Теперь, вновь став нормальным человеком, я рассмотрел афиши и даже разволновался, увидев, что как раз сегодня тут показывают старый, первый вариант «Большой игры», в которой снимались Франсуаза Розе, Пьер Ришар, Вильм, Шарль Ванель. Я сравнил себя с библиофилом, случайно находящим в жалкой книжной лавчонке драгоценное издание, за которым охотился так давно. По какой-то загадочной причине, а может быть, оттого, что в кругу близких друзей этот вариант видел я один, на протяжении многих лет само название фильма служило мне последним, сногсшибательным доводом в наших разговорах. Если меня хотели вытянуть вечером в кино, я заносчиво вопрошал: «Вы хотите сказать, что это не хуже «Большой игры»?» Когда появился новый вариант, признаюсь, я вышел из себя, разбранил картину, возможно не лишенную достоинств, и не раз упоминал ее как пример полной деградации всего и всех.
Сеанс начинался в половине седьмого. Хотя еще не было и пяти, меня подмывало подождать: ведь я забыл почти весь сюжет этого фильма, составлявшего одно из самых светлых моих воспоминаний (иные заметят, что жизнь того, кто среди лучших своих воспоминаний называет кинофильм, предстает в несколько странном свете; что ж, они правы). Все еще колеблясь, остаться или уйти, я двинулся дальше и поравнялся с другим кинотеатром, называвшимся «Мириам». Там показывали картину, в которой, если судить по афишам, шла речь о бедняках, старых пальто, швейных машинах и ссудной кассе.

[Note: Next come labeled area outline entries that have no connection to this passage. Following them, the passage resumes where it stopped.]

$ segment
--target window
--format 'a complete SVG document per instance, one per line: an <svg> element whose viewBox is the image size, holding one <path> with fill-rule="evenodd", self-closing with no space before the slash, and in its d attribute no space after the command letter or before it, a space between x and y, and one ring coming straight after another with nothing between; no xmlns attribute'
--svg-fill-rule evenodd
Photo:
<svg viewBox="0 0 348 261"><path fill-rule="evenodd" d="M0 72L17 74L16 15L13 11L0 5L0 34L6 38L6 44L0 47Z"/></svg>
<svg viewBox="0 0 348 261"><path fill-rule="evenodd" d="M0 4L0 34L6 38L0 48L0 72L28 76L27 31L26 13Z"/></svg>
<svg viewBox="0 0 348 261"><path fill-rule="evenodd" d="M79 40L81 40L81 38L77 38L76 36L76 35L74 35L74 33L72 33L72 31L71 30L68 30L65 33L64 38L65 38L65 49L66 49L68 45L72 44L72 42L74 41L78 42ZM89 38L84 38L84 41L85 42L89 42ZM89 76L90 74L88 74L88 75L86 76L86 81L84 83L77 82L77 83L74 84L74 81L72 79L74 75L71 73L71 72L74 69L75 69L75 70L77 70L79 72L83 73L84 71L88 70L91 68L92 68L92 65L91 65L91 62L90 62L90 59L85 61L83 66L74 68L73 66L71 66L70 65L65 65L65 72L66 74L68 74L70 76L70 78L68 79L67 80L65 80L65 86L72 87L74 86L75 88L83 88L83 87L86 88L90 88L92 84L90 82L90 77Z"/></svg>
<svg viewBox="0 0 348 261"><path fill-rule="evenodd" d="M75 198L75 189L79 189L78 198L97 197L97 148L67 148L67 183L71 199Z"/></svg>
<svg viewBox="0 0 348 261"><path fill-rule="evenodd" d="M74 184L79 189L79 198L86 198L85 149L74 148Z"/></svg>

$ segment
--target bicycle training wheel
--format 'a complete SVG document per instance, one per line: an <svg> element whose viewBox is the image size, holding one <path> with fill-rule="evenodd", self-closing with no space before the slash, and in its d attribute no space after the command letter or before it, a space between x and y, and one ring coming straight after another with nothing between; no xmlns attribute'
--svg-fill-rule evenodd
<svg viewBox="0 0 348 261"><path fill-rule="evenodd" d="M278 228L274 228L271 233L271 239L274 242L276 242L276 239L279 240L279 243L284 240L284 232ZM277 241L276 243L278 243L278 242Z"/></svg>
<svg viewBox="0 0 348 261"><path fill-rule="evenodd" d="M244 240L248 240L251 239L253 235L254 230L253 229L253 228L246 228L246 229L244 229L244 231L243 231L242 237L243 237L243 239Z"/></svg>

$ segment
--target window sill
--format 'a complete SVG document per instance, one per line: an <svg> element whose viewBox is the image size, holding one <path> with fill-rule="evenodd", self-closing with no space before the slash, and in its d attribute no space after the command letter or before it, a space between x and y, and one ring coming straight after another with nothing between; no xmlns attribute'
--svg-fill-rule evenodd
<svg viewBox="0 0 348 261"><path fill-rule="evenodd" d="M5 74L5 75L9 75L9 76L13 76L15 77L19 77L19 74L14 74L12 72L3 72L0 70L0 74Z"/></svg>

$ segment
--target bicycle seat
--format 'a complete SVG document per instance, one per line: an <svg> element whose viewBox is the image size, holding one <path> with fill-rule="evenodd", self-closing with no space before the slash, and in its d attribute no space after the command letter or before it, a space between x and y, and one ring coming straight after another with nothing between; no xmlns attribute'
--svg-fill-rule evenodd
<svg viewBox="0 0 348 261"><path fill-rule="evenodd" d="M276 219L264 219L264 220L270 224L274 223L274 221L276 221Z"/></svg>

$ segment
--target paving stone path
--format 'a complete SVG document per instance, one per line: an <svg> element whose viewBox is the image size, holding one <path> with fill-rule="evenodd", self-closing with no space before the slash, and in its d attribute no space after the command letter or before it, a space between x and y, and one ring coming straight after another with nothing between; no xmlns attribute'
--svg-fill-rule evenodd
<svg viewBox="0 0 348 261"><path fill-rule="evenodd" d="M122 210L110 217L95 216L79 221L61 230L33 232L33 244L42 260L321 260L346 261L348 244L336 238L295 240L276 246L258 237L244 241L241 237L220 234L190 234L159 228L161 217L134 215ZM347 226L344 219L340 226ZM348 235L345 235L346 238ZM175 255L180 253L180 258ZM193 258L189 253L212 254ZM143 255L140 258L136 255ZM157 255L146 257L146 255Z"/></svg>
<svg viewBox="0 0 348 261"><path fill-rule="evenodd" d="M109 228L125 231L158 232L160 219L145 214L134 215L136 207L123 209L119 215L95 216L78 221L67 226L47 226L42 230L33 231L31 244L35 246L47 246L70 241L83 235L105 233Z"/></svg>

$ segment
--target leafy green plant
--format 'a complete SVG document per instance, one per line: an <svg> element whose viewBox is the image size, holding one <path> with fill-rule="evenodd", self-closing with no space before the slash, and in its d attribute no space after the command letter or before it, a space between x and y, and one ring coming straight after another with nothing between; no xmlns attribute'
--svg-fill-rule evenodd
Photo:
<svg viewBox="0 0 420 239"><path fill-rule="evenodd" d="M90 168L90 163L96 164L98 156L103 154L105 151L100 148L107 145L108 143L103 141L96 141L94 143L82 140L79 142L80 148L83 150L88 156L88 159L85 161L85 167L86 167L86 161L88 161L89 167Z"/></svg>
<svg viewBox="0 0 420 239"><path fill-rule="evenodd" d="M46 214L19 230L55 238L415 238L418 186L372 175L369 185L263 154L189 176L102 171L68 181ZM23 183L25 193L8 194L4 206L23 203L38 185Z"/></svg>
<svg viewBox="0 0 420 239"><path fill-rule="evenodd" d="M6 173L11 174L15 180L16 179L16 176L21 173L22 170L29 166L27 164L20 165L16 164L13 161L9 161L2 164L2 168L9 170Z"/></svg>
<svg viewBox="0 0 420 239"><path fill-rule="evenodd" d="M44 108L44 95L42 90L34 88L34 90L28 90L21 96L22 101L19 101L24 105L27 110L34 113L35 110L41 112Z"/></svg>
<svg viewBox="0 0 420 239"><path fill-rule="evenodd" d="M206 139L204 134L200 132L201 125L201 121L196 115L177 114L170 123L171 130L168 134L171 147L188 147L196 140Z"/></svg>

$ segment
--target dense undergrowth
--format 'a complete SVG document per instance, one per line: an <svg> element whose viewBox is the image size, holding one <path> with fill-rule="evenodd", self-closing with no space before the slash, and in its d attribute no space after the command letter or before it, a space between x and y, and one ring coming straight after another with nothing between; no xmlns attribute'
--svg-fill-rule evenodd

Меня уже вновь обуяла любознательность туриста; разглядывая все вокруг, я обратил внимание на необычную деталь: в здании было две двери, одна, центральная, вела в кинотеатр, вторая, боковая, — в маленькое кафе. Меня опять томила жажда; я вошел, уселся за мраморный столик и, когда — очень не скоро — ко мне подошли, попросил мятную настойку. В стене налево от меня темнел вход в зал, кое-как прикрытый шторой из зеленого потертого бархата. Штора то и дело шевелилась, пропуская женщин, по большей части чернокожих — они входили в зал одни, чтобы выйти в сопровождении мужчин. У стойки, справа от меня, две-три женщины болтали с попугаем, а он не к месту отвечал им хриплыми воплями. В дальнем конце бар переходил в чистенький дворик, вымощенный оранжевой плиткой и огороженный темно-красными стенами с рядами узких дверей; на каждой виднелся эмалированный овал с номером. Между столиками бродил тихий человек с лейкой в руках — очевидно, садовник, — в широченной соломенной шляпе, синем холщовом костюме и шлепанцах; он поливал шаткие доски пола, и они из серых и пыльных становились черными. Честно говоря, здешняя мятная настойка оказалась куда хуже той, что я пил на пароходе.